Kingston Mills Lock Masonry Rehabilitation
December 18, 2018- Community Update: Ongoing Gate Replacements on the Rideau Canal
Beginning in November 2018, the Kingston Mills Locks will undergo major historic masonry rehabilitation. Work includes stone replacement and repair, as well as repointing and grouting being undertaken on the wing walls, monoliths and within the lock itself. Rehabilitation will take place over three years and is expected to be completed in spring 2021. Each year the work will be completed in advance of the navigation season.

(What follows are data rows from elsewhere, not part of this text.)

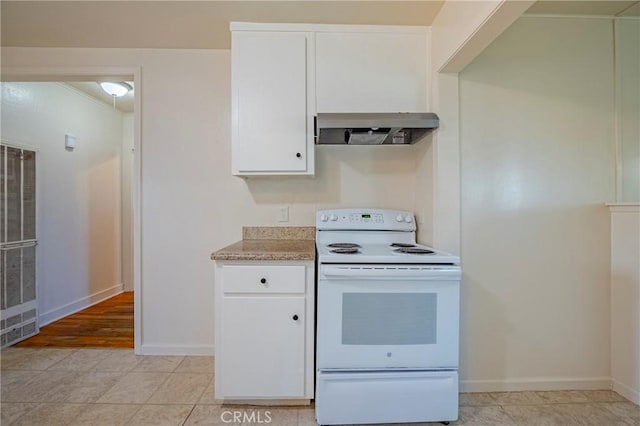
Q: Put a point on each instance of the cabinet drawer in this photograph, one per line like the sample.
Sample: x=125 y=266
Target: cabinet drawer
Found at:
x=264 y=279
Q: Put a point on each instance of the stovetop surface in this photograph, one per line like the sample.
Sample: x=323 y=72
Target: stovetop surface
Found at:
x=383 y=253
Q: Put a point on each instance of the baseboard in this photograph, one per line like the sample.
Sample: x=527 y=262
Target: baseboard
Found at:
x=536 y=383
x=147 y=349
x=78 y=305
x=632 y=395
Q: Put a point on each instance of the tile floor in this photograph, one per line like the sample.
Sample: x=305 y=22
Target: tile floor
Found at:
x=104 y=387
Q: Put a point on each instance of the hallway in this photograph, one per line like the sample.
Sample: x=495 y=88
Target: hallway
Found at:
x=108 y=324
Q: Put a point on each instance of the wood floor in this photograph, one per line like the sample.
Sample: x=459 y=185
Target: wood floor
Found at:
x=108 y=324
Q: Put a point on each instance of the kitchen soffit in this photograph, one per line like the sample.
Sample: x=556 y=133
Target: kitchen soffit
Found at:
x=183 y=24
x=599 y=8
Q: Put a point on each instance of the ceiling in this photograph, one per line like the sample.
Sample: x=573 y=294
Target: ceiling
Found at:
x=93 y=89
x=204 y=24
x=183 y=24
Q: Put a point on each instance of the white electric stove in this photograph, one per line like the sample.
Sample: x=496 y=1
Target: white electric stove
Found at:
x=387 y=321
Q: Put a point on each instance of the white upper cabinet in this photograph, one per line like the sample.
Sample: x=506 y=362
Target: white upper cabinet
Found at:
x=376 y=69
x=282 y=75
x=272 y=120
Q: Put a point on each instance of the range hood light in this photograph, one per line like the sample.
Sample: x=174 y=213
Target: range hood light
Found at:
x=373 y=128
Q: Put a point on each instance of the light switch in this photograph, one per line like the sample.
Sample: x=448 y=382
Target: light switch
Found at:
x=283 y=214
x=69 y=142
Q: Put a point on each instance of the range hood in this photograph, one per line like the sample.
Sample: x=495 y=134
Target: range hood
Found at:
x=373 y=128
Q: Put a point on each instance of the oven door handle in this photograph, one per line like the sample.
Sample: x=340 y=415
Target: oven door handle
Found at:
x=426 y=274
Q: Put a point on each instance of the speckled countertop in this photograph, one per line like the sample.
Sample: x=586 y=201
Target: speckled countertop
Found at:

Kingston Mills Lock Rehabilitation is part of an unprecedented $3 billion dollars investment over 5 years to support infrastructure work to heritage, visitor, waterway and highway assets located within national historic sites, national parks, and national marine conservation areas across Canada. These investments represent the largest federal infrastructure plan in the 105-year history of Parks Canada.
About Kingston Mills:
In 1784, to support new Loyalist settlers, the British Government built a saw mill and grist mill at what is now known as Kingston Mills. In 1824, plans for locks along the Cataraqui River were developed to accommodate steamboat navigation. During the excavation of swamp lands, nearly 100 men were infected and 13 men died of malaria. This resulted in Colonel By adopting a new plan to raise an arch dam, reducing the need for locks between Kingston Mills and Lower Brewers Mills.
Beyond its historical importance, Kingston Mills is one of 24 lockstations on the Rideau Canal, and a prime example of engineering mastery. The four limestone locks each have a lift of 3.6 metres and utilize manual methods of opening and closing the lock gates – with push bar, swing bar and endless chain mechanisms.